I did a pressing at the weekend, and I'd left my apples a whole week since picking, and I managed 1 gallond of juice from 1 and a half large carrier bags (the bag for life ones with woven handles from supermarkets). my press wasn't anywhere near effecient enough, and the car jack that I was using was bending, and the fruit in the cloth was outside of the racks being used to squash the fruit, so still quite wet when I finished, that I could squeeze juice out with my hands!

your process seems perfectly ok - personally i wouldn't have bothered coring the apples, and don't know any reason why you would, it's time consuming, and doesn't serve a useful purpose.
the fact that your apple pulp was bone dry when you'd finished makes me think that you'd extracted all the juice you were going to.

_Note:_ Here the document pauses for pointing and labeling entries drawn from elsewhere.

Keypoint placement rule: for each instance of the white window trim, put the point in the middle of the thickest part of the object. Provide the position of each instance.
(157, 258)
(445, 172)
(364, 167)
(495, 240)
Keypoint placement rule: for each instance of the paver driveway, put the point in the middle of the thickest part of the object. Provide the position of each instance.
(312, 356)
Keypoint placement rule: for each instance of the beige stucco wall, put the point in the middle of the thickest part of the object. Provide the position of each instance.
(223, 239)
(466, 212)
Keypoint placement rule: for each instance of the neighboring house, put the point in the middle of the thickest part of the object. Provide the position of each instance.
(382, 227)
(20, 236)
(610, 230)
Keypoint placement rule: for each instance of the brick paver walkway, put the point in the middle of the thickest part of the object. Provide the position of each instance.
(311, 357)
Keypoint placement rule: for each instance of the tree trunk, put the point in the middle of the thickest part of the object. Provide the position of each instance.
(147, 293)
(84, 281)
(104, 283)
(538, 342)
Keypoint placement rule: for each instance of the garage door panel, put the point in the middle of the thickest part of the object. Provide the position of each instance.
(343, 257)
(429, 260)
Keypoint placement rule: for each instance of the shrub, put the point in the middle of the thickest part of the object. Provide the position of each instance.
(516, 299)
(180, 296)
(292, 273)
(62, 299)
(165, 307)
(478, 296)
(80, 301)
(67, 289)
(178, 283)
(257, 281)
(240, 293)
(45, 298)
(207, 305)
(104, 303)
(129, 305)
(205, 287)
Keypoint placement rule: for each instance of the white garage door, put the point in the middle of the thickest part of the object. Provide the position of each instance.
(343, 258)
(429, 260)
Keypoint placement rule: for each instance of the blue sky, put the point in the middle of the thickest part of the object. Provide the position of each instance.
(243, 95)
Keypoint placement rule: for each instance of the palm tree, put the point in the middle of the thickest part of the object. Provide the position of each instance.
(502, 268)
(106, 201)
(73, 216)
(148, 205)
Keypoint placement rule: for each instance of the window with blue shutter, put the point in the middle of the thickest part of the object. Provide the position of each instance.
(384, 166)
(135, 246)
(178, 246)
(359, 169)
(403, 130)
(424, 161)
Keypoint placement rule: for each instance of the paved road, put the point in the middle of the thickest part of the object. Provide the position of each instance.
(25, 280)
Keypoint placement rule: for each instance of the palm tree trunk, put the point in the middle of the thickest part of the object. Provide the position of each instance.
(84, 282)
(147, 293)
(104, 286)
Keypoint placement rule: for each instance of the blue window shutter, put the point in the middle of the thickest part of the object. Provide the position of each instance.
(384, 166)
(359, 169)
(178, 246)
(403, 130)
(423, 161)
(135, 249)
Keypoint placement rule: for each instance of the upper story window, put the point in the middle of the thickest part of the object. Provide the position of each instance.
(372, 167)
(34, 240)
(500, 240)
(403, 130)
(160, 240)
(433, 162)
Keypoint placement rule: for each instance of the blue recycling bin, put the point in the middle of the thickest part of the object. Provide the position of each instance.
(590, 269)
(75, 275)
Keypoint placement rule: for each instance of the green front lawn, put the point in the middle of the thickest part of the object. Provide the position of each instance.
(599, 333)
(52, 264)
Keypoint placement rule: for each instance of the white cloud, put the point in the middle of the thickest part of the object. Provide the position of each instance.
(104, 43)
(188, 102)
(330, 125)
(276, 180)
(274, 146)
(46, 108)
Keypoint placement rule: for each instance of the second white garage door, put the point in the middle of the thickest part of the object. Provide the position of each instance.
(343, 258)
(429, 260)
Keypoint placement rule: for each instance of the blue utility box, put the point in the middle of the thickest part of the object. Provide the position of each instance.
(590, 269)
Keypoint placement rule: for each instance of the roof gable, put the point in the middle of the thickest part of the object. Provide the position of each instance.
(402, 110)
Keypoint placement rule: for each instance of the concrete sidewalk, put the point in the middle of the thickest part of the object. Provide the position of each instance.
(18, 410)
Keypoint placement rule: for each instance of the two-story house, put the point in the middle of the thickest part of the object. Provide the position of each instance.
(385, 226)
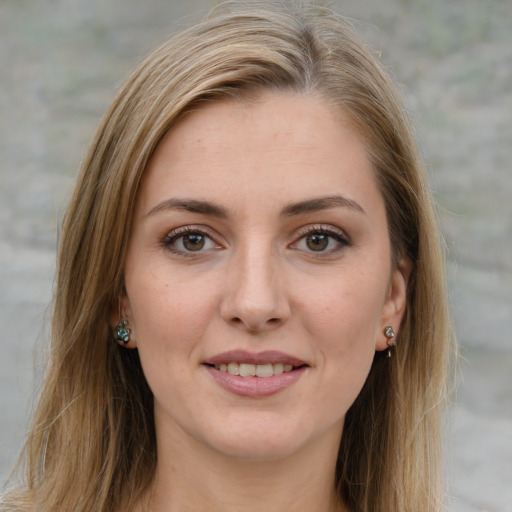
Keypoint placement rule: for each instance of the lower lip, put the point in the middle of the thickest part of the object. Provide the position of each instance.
(256, 387)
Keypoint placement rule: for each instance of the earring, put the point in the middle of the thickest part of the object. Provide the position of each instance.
(122, 332)
(390, 336)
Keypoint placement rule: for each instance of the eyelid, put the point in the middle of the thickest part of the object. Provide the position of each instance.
(176, 233)
(327, 229)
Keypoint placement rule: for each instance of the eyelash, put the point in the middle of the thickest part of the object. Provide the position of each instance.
(338, 236)
(171, 239)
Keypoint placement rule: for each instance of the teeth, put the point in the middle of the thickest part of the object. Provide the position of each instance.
(254, 370)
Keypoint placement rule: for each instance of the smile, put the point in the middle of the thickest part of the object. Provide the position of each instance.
(255, 375)
(254, 370)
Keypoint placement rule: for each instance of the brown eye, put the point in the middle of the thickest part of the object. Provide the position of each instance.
(317, 241)
(193, 242)
(185, 241)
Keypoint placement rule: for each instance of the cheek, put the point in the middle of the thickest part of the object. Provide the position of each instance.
(345, 313)
(167, 312)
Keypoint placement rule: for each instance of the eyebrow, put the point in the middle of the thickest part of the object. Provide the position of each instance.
(321, 203)
(190, 205)
(302, 207)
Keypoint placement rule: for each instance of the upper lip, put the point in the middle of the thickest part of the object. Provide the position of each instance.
(245, 357)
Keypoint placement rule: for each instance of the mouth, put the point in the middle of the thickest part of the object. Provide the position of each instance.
(255, 374)
(255, 370)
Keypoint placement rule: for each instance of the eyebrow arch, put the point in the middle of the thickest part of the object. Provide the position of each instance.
(321, 203)
(189, 205)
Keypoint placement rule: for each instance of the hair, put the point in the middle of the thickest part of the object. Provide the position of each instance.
(92, 444)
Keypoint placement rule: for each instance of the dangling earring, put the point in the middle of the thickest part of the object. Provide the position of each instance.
(122, 332)
(390, 338)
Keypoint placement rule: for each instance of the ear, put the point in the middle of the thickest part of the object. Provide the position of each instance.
(395, 304)
(122, 315)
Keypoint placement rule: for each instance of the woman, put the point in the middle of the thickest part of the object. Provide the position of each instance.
(253, 228)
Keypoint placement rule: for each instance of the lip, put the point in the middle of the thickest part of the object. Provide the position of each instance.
(243, 356)
(255, 387)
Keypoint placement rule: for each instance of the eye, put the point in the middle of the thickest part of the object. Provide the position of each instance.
(188, 240)
(321, 239)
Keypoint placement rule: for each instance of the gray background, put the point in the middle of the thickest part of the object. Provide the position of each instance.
(60, 63)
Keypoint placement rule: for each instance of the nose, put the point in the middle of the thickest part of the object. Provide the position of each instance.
(255, 293)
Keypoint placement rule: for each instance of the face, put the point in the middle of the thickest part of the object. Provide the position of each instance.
(258, 276)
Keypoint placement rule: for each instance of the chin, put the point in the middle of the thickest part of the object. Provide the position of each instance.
(259, 440)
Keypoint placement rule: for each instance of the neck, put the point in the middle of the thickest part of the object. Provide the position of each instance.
(198, 478)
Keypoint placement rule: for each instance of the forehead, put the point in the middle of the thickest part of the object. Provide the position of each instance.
(282, 145)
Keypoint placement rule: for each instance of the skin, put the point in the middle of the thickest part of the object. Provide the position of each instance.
(271, 270)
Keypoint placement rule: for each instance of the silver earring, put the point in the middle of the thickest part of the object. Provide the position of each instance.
(122, 332)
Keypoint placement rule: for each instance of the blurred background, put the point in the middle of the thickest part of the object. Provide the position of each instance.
(60, 64)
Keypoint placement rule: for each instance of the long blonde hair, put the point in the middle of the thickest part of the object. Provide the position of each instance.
(92, 444)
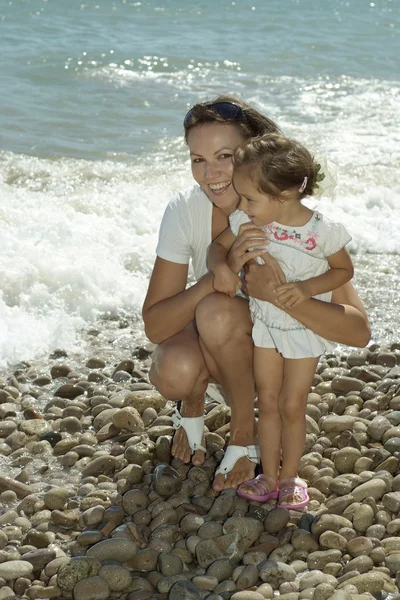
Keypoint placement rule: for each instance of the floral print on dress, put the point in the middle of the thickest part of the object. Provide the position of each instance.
(307, 241)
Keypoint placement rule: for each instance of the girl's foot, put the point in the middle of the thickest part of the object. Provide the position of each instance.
(293, 493)
(260, 489)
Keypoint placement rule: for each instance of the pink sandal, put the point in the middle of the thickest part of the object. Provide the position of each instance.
(261, 483)
(293, 493)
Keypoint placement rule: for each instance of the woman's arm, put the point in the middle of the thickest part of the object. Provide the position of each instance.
(225, 280)
(344, 320)
(169, 306)
(341, 271)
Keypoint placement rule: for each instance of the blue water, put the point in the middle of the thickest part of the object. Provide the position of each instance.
(88, 78)
(92, 100)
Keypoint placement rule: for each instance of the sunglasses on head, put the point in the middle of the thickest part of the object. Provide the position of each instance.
(227, 110)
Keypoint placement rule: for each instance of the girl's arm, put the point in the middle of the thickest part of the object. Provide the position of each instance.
(341, 271)
(342, 320)
(169, 306)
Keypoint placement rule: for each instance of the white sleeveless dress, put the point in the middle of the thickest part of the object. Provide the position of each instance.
(302, 253)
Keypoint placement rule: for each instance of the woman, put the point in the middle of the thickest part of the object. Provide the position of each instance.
(204, 336)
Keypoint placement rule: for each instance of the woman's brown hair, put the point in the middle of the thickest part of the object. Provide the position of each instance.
(252, 123)
(278, 163)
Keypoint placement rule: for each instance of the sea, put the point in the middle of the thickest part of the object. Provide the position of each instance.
(93, 94)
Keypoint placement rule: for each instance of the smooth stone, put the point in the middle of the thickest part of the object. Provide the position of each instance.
(222, 569)
(139, 453)
(166, 480)
(391, 501)
(377, 427)
(359, 546)
(56, 498)
(304, 540)
(337, 423)
(230, 546)
(15, 568)
(319, 559)
(92, 588)
(36, 538)
(276, 520)
(145, 560)
(39, 558)
(184, 590)
(345, 384)
(205, 582)
(128, 418)
(101, 465)
(117, 577)
(363, 518)
(113, 549)
(248, 529)
(145, 399)
(367, 582)
(374, 488)
(276, 573)
(169, 564)
(345, 459)
(78, 568)
(248, 595)
(247, 578)
(69, 391)
(133, 501)
(333, 541)
(35, 427)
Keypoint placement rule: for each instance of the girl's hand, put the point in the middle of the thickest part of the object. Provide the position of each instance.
(290, 295)
(243, 248)
(226, 282)
(262, 280)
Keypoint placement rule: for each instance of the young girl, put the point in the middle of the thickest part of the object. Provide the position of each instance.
(272, 175)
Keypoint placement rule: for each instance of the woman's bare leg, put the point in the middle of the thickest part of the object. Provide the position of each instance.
(179, 372)
(342, 320)
(224, 327)
(297, 379)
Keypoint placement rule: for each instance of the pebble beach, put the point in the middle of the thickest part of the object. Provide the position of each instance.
(93, 507)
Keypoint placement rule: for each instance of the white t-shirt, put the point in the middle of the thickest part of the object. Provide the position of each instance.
(185, 231)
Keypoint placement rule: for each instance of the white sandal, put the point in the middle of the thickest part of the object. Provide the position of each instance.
(233, 454)
(194, 429)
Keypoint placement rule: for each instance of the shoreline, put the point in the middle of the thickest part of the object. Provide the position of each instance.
(93, 501)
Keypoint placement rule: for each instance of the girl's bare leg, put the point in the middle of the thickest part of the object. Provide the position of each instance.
(268, 374)
(179, 372)
(297, 379)
(224, 327)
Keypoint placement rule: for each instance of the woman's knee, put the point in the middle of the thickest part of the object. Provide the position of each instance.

It sounds like they were maybe underwatered, and just not that juicy.
 
The yield may be low, but the sugar level should be high. I use a whole fruit electric juicer and then press the ejected pulp, which is by far the most efficient method. However, this year the juice yield is down by about 10% and the sugar is up by the same amount. I read an account of apple juice with a gravity of 1070!
 
I found that putting apples in a deep freezer for a couple of days and then thawing before pressing really gets the juice running. I only made a gallon at a time, believe it or not, by cutting the thawed apples in half and using an orange juice press!